Create from Arrow and select columns

import pyarrow as pa
from chalkdf import DataFrame

tbl = pa.table({"a": [1, 2, 3], "b": [10, 20, 30], "c": [100, 200, 300]})
df = DataFrame.from_arrow(tbl)

out = df.select("c", "a")
print(out.run())
# ┌─────┬─────┐
# │  c  │  a  │
# ├─────┼─────┤
# │ 100 │  1  │
# │ 200 │  2  │
# │ 300 │  3  │
# └─────┴─────┘

Add or replace columns with expressions

import pyarrow as pa
import chalk.functions as F
from chalk import _
from chalkdf import DataFrame

tbl = pa.table({"a": pa.array([1, 2, 3], pa.int64()), "b": pa.array([10, 20, 30], pa.int64())})
df = DataFrame.from_arrow(tbl)

out = df.with_columns(
    {
        "sum": _.a + _.b,
        "flag": F.if_then_else(_.a < 2, "small", "big"),
    }
)
print(out.run())

Filter, slice, and order

import pyarrow as pa
from chalk import _
from chalkdf import DataFrame

tbl = pa.table({"a": pa.array([1, 2, 3, 4, 5], pa.int64()), "b": pa.array([10, 20, 30, 40, 50], pa.int64())})
df = DataFrame.from_arrow(tbl)

out = df.filter(_.a > 2).slice(1, 2).order_by(("b", "descending"))
print(out.run())

Force caching of a reused subcomputation

DataFrame.replay() is an escape hatch for tests and carefully inspected plans where you need to force a subcomputation to be cached behind an explicit replay boundary. Most plans should let the optimizer place replay nodes automatically; use this only when you know a shared subplan is expensive enough to compute once and reuse.

from chalk import _
from chalkdf import DataFrame

df = DataFrame.from_dict({"id": [1, 2, 3], "amount": [10, 20, 30]})
shared = df.with_columns({"amount_cents": _.amount * 100}).replay("shared_amount_cents")

Rename and explode

import pyarrow as pa
from chalkdf import DataFrame

tbl = pa.table({"id": [1, 2], "vals": pa.array([[1, 2], []], type=pa.list_(pa.int64()))})
df = DataFrame.from_arrow(tbl)

renamed = df.rename({"vals": "values"})
exploded = renamed.explode("values")
print(exploded.run())  # (1,1), (1,2)

Group by and aggregate

import pyarrow as pa
from chalk import _
from chalkdf import DataFrame

tbl = pa.table({"g": [1, 1, 2, 2, 2], "v": pa.array([10, 20, 1, 2, 3], pa.int64())})
df = DataFrame.from_arrow(tbl)

out = df.agg(["g"], _.v.sum().alias("v_sum"))
print(out.run())  # rows may be unordered

Joins

Use a list of join keys when both sides share column names. When names differ, pass a mapping of left columns to their right-hand counterparts.

import pyarrow as pa
from chalkdf import DataFrame

left = DataFrame.from_arrow(pa.table({"key": [1, 2, 3], "x": [10, 20, 30]}))
right = DataFrame.from_arrow(pa.table({"key": [2, 3, 4], "y": [200, 300, 400]}))
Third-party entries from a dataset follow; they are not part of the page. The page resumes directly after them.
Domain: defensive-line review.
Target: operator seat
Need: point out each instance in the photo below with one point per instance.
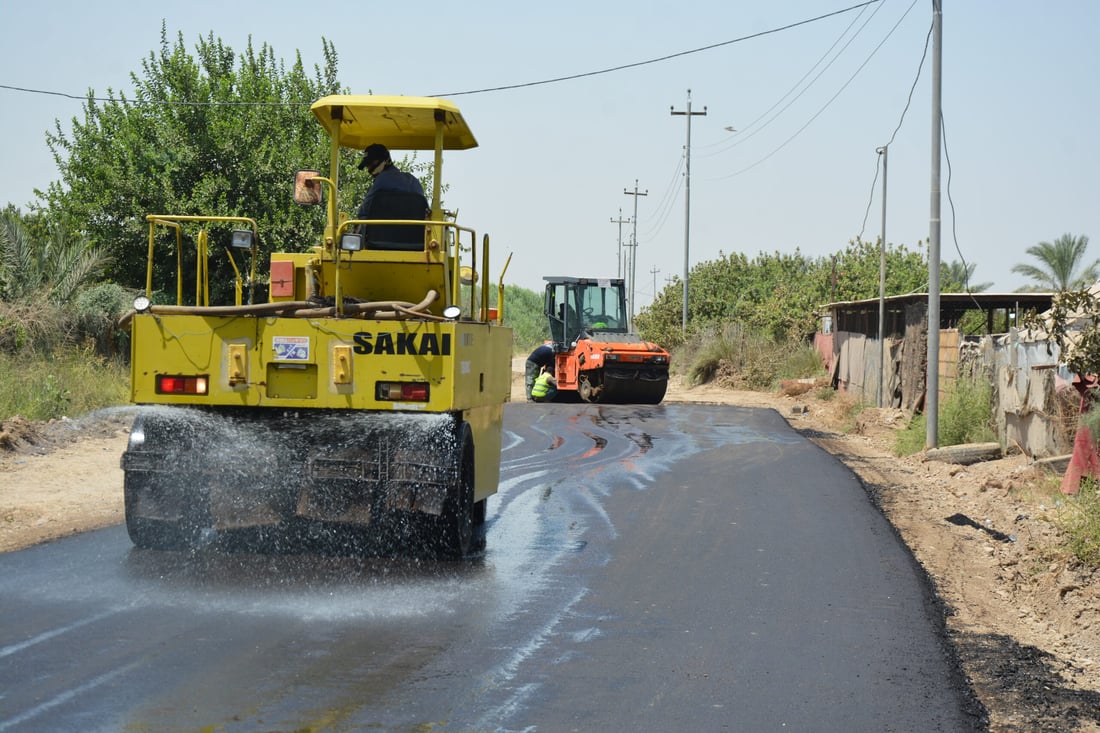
(395, 205)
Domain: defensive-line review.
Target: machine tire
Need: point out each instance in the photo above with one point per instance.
(459, 522)
(157, 534)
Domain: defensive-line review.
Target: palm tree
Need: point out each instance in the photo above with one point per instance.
(954, 274)
(1060, 264)
(51, 270)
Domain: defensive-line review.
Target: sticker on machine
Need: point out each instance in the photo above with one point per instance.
(290, 348)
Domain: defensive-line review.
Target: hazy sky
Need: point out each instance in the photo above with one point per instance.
(809, 106)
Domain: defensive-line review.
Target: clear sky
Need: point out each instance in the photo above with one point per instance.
(807, 107)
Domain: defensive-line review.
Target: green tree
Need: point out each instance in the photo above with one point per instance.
(210, 133)
(776, 295)
(1060, 264)
(955, 276)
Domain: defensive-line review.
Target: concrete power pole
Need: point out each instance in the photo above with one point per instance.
(932, 376)
(634, 251)
(620, 221)
(689, 115)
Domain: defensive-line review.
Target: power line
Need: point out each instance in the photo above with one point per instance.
(878, 159)
(165, 102)
(744, 138)
(470, 91)
(826, 105)
(660, 58)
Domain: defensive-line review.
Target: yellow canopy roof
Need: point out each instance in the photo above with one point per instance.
(397, 122)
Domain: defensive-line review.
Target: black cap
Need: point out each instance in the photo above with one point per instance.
(375, 153)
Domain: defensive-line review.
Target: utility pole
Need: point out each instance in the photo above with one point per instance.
(620, 221)
(689, 115)
(882, 286)
(932, 376)
(634, 252)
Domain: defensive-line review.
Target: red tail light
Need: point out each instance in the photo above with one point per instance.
(403, 391)
(182, 384)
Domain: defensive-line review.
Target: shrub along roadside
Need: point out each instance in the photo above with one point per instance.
(66, 382)
(965, 416)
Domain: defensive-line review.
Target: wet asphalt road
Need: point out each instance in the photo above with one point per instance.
(669, 568)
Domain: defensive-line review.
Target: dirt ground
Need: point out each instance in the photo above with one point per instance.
(1022, 615)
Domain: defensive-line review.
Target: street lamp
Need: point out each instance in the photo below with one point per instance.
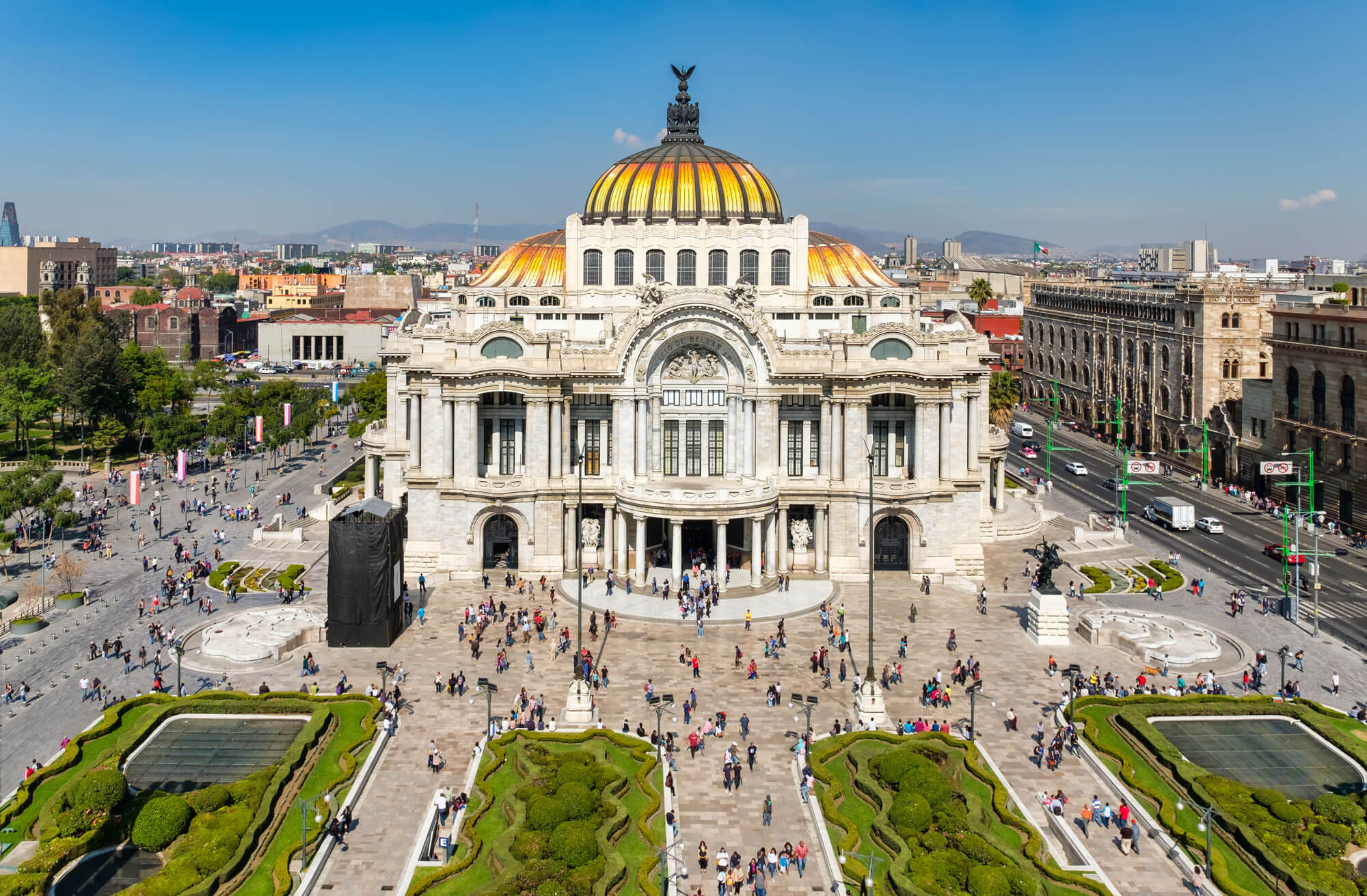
(489, 689)
(1208, 820)
(658, 704)
(804, 705)
(304, 826)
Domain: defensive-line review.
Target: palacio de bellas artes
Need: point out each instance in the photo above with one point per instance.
(716, 379)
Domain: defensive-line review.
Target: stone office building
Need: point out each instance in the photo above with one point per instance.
(720, 379)
(1175, 355)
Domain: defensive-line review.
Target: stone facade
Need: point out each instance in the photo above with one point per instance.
(1174, 355)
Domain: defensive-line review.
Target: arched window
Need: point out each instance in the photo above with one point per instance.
(655, 264)
(593, 268)
(624, 268)
(1349, 403)
(717, 268)
(687, 273)
(502, 347)
(780, 267)
(892, 350)
(750, 265)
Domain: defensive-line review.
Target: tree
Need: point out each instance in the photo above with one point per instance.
(1003, 394)
(222, 282)
(981, 291)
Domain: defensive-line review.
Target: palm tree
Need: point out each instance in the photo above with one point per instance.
(1003, 394)
(981, 291)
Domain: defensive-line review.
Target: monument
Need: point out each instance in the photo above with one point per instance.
(1048, 610)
joined = left.join(right, on=["key"], how="inner").select("key", "x", "y")
print(joined.run())

# Or with an explicit mapping of left->right keys
joined2 = left.join(right, on={"key": "key"}, how="inner")

# When column names differ, map each left column to its right counterpart
joined3 = left.join(right, on={"key": "lookup_key"}, how="left")

Scan Parquet files

You can construct a DataFrame that scans one or more Parquet files without loading them eagerly. Use local file:// URIs (or remote URIs when running in an environment with appropriate access):

from chalkdf import DataFrame

df = DataFrame.scan(
    ["file:///path/to/data.parquet"],
    name="my_table",
)

print(df.run())  # materializes and prints a preview

Lazy plans (experimental)

LazyFrame records a chain of operations and can round‑trip to a protobuf for transport or persistence. You can reconstruct the same lazy plan later and convert it to a DataFrame to execute.

from chalk import _
from chalkdf import LazyFrame

lf = (
    LazyFrame.from_dict({"c1": [1, 2, 3], "c2": [4, 5, 6]})
    .select("c1", "c2")
    .slice(0, length=10)
    .filter(_.c1 > 0)
)

proto = lf.to_proto()
lf2 = LazyFrame.from_proto(proto)
assert lf == lf2  # structural equality of the recorded plan

df = lf2._convert_to_df()  # convert to a DataFrame for execution
print(df.run())

Notes:

  • LazyFrame._convert_to_df() is currently a private/experimental helper.
  • For named tables, use LazyFrame.named_table("table_name", schema) as a root.

Testing helpers

Use chalkdf.Testing.assert_frame_equal to compare DataFrame results in unit tests. It materializes both frames to Arrow and supports relaxed comparisons.

import pyarrow as pa
from chalkdf import Testing, DataFrame

left = DataFrame.from_arrow(pa.table({"a": [1.000001], "b": [2.0]}))
right = DataFrame.from_arrow(pa.table({"a": [1.0], "b": [2.0]}))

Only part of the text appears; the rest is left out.